Freiwillige Steuerberichtigung — Selbstanzeige (Art. 252 LGT)

Die freiwillige Steuerberichtigung nach Art. 252 LGT (Ley General Tributaria) ist das spanische Äquivalent zur deutschen Selbstanzeige nach § 371 AO. Sie befreit von strafrechtlicher Verantwortung wegen Steuerhinterziehung (Art. 305 CP), wenn der Steuerpflichtige seine steuerliche Situation vollständig und spontan regularisiert, bevor ihm der Beginn von Prüfungsmaßnahmen der AEAT oder der Staatsanwaltschaft mitgeteilt wird.

Steuern

Was ist die freiwillige Steuerberichtigung nach Art. 252 LGT?

Art. 252 LGT befreit von strafrechtlicher Verantwortung wegen Steuerhinterziehung (Art. 305 Código Penal), wenn:

  1. Die steuerliche Situation vollständig regularisiert wird — alle betroffenen Steuern und Zeiträume, keine selektive Teilbereinigung.
  2. Die Regularisierung spontan erfolgt — ohne vorherige Verwaltungs- oder Strafmaßnahme.
  3. Die Regularisierung erfolgt, bevor die AEAT den Beginn einer Prüfungsmaßnahme mitteilt oder die Staatsanwaltschaft Ermittlungen einleitet.

Vergleich mit der deutschen Selbstanzeige (§ 371 AO)

AspektSpanien Art. 252 LGTDeutschland § 371 AO
StrafbefreiungsvoraussetzungVollständigkeit + SpontaneitätVollständigkeit + Zahlung + kein Sperrgrund
ZusatzzuschlagKeiner (nur Verspätungsaufschlag Art. 27 LGT)5 % Zuschlag bei Beträgen > €25.000
ErlöschenBei Bekanntgabe der Prüfung oder ErmittlungBei Bekanntgabe der Einleitung, Erscheinen des Prüfers
SteuerartenAlle AEAT-verwalteten SteuernAlle Steuerarten
Verjährung4 Jahre steuerlich, 5 Jahre strafrechtlich4 Jahre steuerlich, 10 Jahre strafrechtlich bei Hinterziehung

Kosten der freiwilligen Bereinigung

Verspätungsaufschläge (Art. 27 LGT) — keine Sanktion zusätzlich:

  • 1 % für jeden vollen Monat Verspätung: Monate 1–12 (max. 12 %)
  • 15 % ab dem 13. Monat

Verzugszins: 4,0625 % jährlich (2026).

Im Vergleich: Bei AEAT-Feststellung nach Prüfung fallen Sanktionen von mindestens 50 % der Steuerschuld (leichte Zuwiderhandlung) bis 150 % (sehr schwere) an — zuzüglich Strafrisiko bei Beträgen über €120.000 (Art. 305 CP: Freiheitsstrafe 1–5 Jahre).

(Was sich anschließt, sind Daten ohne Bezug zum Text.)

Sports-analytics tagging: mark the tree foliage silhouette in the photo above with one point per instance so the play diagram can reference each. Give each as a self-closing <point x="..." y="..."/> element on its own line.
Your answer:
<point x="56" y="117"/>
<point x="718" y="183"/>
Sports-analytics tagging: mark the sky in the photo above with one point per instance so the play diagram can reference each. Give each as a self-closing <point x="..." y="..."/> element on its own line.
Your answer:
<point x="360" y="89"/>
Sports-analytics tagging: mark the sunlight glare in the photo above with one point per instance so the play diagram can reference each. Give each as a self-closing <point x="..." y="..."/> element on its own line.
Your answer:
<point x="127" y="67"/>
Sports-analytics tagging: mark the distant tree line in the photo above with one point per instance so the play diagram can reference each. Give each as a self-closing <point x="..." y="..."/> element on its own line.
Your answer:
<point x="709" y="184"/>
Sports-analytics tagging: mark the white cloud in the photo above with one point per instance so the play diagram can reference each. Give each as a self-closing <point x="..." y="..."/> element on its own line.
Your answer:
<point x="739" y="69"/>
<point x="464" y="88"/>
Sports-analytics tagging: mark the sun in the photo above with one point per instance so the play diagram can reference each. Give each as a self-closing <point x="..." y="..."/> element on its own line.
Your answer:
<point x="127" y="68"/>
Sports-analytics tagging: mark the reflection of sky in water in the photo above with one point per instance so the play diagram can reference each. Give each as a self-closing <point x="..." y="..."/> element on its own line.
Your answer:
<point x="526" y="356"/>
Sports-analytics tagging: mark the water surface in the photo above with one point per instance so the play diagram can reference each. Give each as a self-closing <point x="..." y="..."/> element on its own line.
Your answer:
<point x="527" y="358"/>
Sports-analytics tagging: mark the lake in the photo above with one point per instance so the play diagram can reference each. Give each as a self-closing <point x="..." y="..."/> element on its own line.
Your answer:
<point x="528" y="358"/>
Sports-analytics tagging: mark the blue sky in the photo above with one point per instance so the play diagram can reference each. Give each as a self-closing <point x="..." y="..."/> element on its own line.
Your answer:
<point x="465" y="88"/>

Der strafrechtliche Schwellenwert: €120.000

Über €120.000 hinterzogene Steuer pro Steuerart und Jahr liegt eine Straftat nach Art. 305 CP vor. Art. 252 LGT bewirkt auch hier Strafbefreiung — aber nur wenn die Regularisierung vor jeder Prüfungs- oder Ermittlungsmaßnahme erfolgt. Bei über €600.000 steigt die Freiheitsstrafe auf 2–6 Jahre.

Erlöschensgründe

Die Strafbefreiung erlischt ab dem Zeitpunkt, in dem dem Steuerpflichtigen mitgeteilt wird, dass die AEAT eine Prüfungsmaßnahme eingeleitet hat (Inspektion, beschränkte Prüfung, Datennachprüfung) oder die Staatsanwaltschaft oder ein Gericht Ermittlungen wegen Steuerhinterziehung eingeleitet hat.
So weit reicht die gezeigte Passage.